Держа руку наготове, на тот случай если Том захочет поздороваться, Эл смущенно улыбнулся. Том протянул ему руку, рука Эла дернулась навстречу. И оба они понравились друг другу.
— Говорят, ты машиной здорово управляешь?
Но Эл сразу почувствовал, что хвастовством брату не угодишь, и ответил:
— Да нет, не очень.
Отец сказал:
— Шляешься все. Без задних ног пришел. Надо отвезти в Саллисо кое-какие вещи на продажу.
Эл взглянул на брата.
— Поедем? — спросил он как можно небрежнее.
— Нет, не могу, — ответил Том. — Надо здесь помочь. Еще будем вместе… в дороге.
Эл старался сдержать себя изо всех сил:
— Ты… ты убежал?.. Из тюрьмы?
— Нет, — ответил Том. — Дал подписку.
— А… — В голосе Эла прозвучало легкое разочарование.
Глава девятая
В маленьких домишках арендаторы перебирали свое добро, добро своих отцов, добро своих дедов.
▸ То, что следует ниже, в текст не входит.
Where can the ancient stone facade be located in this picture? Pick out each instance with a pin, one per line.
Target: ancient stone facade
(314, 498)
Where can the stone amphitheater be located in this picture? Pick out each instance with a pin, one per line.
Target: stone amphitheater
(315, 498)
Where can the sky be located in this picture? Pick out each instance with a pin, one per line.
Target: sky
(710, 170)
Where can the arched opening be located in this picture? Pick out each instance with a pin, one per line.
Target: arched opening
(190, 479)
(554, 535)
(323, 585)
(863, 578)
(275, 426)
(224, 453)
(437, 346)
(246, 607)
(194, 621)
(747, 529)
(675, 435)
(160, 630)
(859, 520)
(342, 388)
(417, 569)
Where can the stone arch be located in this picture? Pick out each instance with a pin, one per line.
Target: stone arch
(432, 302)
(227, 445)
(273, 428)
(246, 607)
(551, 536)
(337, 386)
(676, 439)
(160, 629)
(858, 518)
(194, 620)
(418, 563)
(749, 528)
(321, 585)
Ворошили свой скарб, готовясь к путешествию на Запад. Мужчины действовали без всяких сожалений, — ведь вся прошлая жизнь пошла насмарку; но женщины знали, что прошлое еще не раз подаст им свой голос. Мужчины шли в сараи, в чуланы.
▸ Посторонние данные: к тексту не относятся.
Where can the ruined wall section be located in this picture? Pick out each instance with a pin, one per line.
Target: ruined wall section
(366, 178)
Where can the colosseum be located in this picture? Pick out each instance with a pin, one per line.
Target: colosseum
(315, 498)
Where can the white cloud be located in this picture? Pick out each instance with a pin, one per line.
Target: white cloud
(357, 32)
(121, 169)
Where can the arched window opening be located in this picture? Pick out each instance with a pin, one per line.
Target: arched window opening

Вот плуг, вот борона — помнишь, как сеяли горчицу во время войны? Помнишь, приезжал какой-то, все уговаривал нас разводить каучуковый кустарник — гвайюлу? Говорил: разбогатеете. Давай-ка сюда вон те инструменты, — как-никак, а пару долларов за них получим. За плуг было заплачено восемнадцать долларов плюс перевозка, — выслано по прейскуранту «Сирз Роубак».
Упряжь, двуколки, сеялки, мотыги. Давай их сюда. Все в одну кучу. Грузи на фургон. Свезешь в город. Сколько ни дадут — продавай. Лошадей и фургон тоже продашь. Больше не понадобятся.
Пятьдесят центов за хороший плуг — это мало. Сеялка стоила тридцать восемь долларов. Два доллара мало. Не тащить же назад… Ладно, бери все, забирай и мою злобу в придачу. Бери насос и сбрую. Бери уздечки, хомуты, постромки. Бери красные стеклянные розочки — подвески к налобнику. Были куплены для гнедого мерина. Помнишь, как он поднимал ноги на рыси?